Auditing Reveals Fairness-Privacy Trade-offs at Subpopulation Level

Umid Suleymanov, Ilhama Novruzova, Khalid Mammadov, Natavan Hasanova, Murat Kantarcioglu· July 17, 2026 View original

Summary

This study comprehensively examines how fairness-enhancing algorithms impact privacy leakage, specifically at the subpopulation level, using an adapted Likelihood Ratio Attack (LiRA). It uncovers privacy disparities that aggregate evaluations miss and shows that fairness interventions do not uniformly increase privacy risk, with effects depending on model architecture, subgroup size, and mitigation strategy.

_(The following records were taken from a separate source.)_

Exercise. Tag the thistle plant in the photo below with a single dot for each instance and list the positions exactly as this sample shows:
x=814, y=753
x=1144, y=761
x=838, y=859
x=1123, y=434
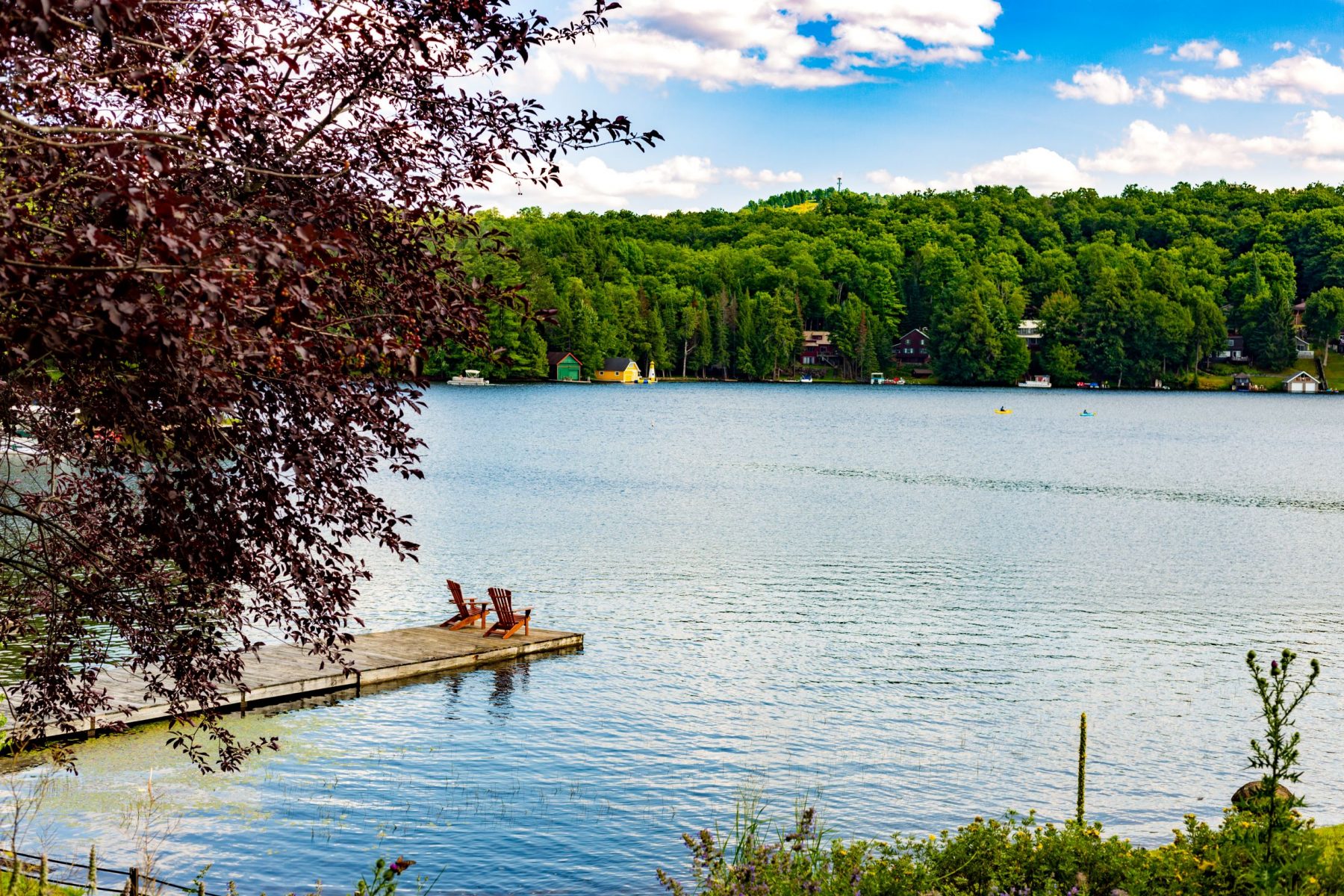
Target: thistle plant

This research provides the first in-depth investigation into the complex interplay between fairness-enhancing algorithms and privacy leakage in machine learning models. While previous work often focused on how privacy techniques affect fairness, this study reverses the perspective, analyzing the privacy implications of fairness interventions. A key contribution is the adaptation of the Likelihood Ratio Attack (LiRA) for subgroup auditing, which allows for the detection of privacy disparities that are obscured by aggregate-level evaluations. The findings reveal that the impact of fairness interventions on privacy risk is not uniform. Instead, it varies significantly based on factors such as the model's architecture, the size of specific subpopulations, and the chosen fairness mitigation strategy. The study also explores how Differential Privacy (DP) interacts with fairness methods, demonstrating that DP's benefits and costs are unevenly distributed across different subpopulations. This highlights the necessity of jointly evaluating fairness, privacy, and utility at a granular, subpopulation level, for which the authors introduce a unified empirical framework.

Why it matters

For professionals deploying AI in sensitive domains, understanding these subpopulation-level trade-offs is crucial for building ethical and compliant systems. It enables more nuanced decision-making to balance fairness, privacy, and utility, avoiding unintended harm to specific user groups.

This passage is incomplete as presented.